Henry had arranged everything. A private water taxi, sleek and silent, was waiting by the dock. Lukas helped Annie in first, lifting Bella gently beside her. Then he stepped aboard, letting the city pull him in.
The engine purred low, slicing the mirror-still water with elegance. Venice was morning mist and old stone. Bell towers cut the sky. Churches and cathedrals leaned toward the canal like aging scholars watching over their legacy.
Their hotel—Ca’ Sagredo—sat like a whisper of nobility on the Grand Canal. Lukas didn’t pick it for the gold or the reputation. He picked it for the view. From their suite’s balcony, Venice spilled out like a myth—rowboats gliding, gondolas cutting paths, and a violinist playing softly below on the pier.
Annie stood by the window for a long time.
"I feel like if I blink, it’ll vanish," she said.
Lukas stepped behind her, arms slipping around her waist.

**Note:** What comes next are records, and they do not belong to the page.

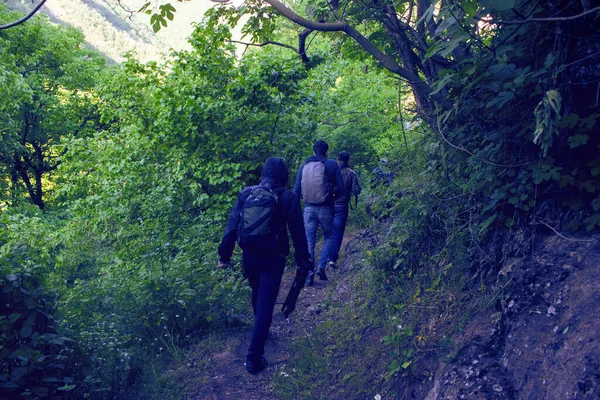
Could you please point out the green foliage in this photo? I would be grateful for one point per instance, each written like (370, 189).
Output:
(48, 74)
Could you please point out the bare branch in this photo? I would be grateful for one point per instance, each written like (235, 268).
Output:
(460, 148)
(25, 18)
(267, 43)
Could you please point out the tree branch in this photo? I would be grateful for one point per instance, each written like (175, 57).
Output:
(388, 62)
(269, 42)
(551, 19)
(25, 18)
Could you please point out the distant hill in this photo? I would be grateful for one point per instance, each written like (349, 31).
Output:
(110, 29)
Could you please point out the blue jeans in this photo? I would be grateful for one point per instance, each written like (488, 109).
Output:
(313, 217)
(340, 217)
(264, 274)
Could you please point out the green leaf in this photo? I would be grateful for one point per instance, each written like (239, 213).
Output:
(470, 7)
(26, 331)
(578, 140)
(67, 388)
(498, 5)
(487, 223)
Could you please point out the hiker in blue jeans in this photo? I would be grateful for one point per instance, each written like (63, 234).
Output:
(341, 206)
(319, 182)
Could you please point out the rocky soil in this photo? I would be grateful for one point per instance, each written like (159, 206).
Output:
(543, 340)
(538, 339)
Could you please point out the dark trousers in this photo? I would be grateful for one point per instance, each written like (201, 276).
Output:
(340, 217)
(264, 274)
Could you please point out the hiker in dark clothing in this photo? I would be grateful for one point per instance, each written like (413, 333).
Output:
(341, 206)
(263, 267)
(324, 185)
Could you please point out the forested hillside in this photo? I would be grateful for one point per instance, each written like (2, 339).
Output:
(115, 28)
(469, 273)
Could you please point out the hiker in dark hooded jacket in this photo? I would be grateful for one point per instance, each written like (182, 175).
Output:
(341, 208)
(264, 267)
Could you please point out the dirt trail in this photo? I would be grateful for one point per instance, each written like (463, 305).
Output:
(221, 375)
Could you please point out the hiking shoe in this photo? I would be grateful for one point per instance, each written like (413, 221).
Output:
(310, 279)
(321, 273)
(255, 365)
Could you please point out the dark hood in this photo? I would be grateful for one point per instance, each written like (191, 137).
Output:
(343, 164)
(275, 173)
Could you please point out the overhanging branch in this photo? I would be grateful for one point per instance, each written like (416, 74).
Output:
(25, 18)
(388, 62)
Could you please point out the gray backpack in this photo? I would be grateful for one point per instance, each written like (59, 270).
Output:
(315, 185)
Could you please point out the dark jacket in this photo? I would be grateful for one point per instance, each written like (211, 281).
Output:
(351, 184)
(288, 214)
(332, 171)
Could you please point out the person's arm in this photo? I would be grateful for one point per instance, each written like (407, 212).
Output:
(298, 183)
(229, 237)
(356, 189)
(339, 189)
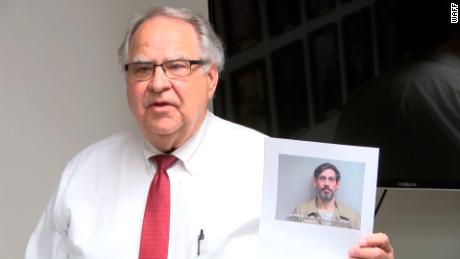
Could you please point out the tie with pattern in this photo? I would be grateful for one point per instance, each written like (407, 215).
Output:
(155, 229)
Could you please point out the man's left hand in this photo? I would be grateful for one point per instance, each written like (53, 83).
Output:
(374, 246)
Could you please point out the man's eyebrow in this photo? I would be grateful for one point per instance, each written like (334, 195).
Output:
(141, 59)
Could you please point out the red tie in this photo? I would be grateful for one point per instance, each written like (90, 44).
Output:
(155, 229)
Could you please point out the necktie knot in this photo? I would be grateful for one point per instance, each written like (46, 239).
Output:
(164, 161)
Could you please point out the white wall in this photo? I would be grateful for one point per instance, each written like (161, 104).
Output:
(60, 90)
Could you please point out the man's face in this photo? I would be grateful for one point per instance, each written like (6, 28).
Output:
(169, 111)
(326, 185)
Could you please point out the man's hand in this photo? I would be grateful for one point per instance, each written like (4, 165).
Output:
(374, 246)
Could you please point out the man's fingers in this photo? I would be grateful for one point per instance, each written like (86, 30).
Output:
(368, 252)
(380, 240)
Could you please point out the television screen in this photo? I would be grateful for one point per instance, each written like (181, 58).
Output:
(380, 73)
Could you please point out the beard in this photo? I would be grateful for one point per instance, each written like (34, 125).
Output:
(324, 196)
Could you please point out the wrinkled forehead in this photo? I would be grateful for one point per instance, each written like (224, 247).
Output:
(164, 34)
(327, 172)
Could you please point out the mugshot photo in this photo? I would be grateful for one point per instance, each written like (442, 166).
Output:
(320, 191)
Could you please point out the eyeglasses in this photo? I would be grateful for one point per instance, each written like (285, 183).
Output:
(323, 178)
(173, 69)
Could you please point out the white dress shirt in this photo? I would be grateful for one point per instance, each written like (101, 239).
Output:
(216, 186)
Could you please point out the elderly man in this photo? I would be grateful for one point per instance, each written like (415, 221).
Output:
(187, 185)
(324, 209)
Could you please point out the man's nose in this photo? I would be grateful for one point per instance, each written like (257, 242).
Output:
(159, 81)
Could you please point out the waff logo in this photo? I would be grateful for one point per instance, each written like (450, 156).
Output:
(453, 13)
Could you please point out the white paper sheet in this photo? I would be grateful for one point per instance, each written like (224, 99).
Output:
(288, 176)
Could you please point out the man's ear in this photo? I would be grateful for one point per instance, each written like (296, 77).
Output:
(213, 79)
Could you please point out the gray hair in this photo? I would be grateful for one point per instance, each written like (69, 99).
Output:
(211, 47)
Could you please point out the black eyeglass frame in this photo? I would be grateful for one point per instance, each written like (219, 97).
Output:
(190, 62)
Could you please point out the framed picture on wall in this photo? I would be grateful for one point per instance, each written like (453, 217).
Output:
(357, 39)
(249, 95)
(325, 72)
(290, 87)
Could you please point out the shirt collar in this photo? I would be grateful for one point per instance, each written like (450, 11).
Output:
(183, 153)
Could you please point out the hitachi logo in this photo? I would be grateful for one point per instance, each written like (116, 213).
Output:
(407, 184)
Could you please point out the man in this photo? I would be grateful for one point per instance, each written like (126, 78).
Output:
(324, 209)
(102, 207)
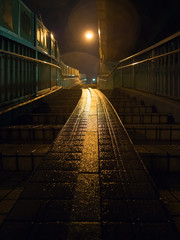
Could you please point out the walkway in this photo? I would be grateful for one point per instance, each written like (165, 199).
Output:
(91, 185)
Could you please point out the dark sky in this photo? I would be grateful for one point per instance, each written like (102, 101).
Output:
(69, 19)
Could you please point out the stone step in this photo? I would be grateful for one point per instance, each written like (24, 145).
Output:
(64, 109)
(126, 103)
(145, 118)
(50, 118)
(21, 157)
(160, 158)
(134, 109)
(30, 133)
(164, 132)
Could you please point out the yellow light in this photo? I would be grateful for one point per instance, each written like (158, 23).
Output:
(89, 35)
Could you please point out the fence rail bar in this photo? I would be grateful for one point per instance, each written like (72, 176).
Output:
(28, 58)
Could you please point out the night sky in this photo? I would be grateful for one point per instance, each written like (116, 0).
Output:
(69, 19)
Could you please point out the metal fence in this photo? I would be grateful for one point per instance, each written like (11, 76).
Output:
(29, 55)
(155, 70)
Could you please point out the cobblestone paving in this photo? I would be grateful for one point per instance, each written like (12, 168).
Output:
(91, 185)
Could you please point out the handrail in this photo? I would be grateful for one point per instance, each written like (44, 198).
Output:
(145, 60)
(152, 47)
(29, 58)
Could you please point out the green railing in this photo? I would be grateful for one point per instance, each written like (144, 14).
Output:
(29, 55)
(154, 70)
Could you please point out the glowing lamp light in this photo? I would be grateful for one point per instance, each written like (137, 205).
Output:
(89, 35)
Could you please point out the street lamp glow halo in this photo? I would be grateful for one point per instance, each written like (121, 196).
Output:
(89, 35)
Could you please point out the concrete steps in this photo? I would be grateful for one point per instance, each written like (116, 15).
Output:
(29, 133)
(23, 144)
(155, 135)
(144, 118)
(134, 109)
(21, 157)
(160, 158)
(154, 132)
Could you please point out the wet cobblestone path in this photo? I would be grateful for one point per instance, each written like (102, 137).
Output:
(91, 185)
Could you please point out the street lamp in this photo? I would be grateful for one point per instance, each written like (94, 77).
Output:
(89, 35)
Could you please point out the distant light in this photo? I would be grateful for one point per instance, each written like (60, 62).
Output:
(89, 35)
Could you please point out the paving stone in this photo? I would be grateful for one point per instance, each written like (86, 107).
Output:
(155, 231)
(149, 211)
(115, 211)
(54, 176)
(111, 230)
(25, 210)
(106, 155)
(113, 191)
(50, 230)
(84, 230)
(6, 205)
(109, 165)
(59, 165)
(36, 191)
(111, 175)
(16, 230)
(61, 191)
(55, 210)
(142, 191)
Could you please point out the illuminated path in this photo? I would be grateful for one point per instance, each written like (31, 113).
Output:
(91, 185)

"Then don’t blink," he said.
The city didn’t need to prove itself. It let the echoes do the talking. Murano glass sparkled in store windows like frozen dreams. Bridges curved with impossible poetry. Bella fed pigeons at Piazza San Marco and screamed with laughter when they gathered too close. Lukas just watched her—his daughter—and wondered if she’d remember this.
One afternoon, a soft rain fell, and instead of staying in, Lukas insisted they go out. He pulled coats over their shoulders and walked them down narrow alleyways and over tiny bridges that twisted and tangled like old memory lines.
They ducked into a trattoria with tables lit by candlelight and windows fogged from the warmth. Annie had pasta she couldn’t pronounce. Bella refused to eat anything that wasn’t shaped like a star. Lukas drank espresso and didn’t say much. He didn’t need to.
Later, as night turned Venice into a sea of shadows and soft reflections, they took a gondola ride.
The gondolier barely spoke. He didn’t need to. His oar sliced the canal with rhythm, like an old soul humming lullabies. Annie leaned her head on Lukas’s shoulder. Bella fell asleep again, curled in Lukas’s coat.
Lights flickered from the windows above—orange, amber, and gold—each one a story they’d never know. Lukas let the silence wrap around them.
"I don’t want to leave," Annie whispered.
"Then don’t," Lukas replied.
They wouldn’t stay forever. But that night, on the water, they didn’t have to.
Venice held them like a secret. And Lukas, for once, let himself be still.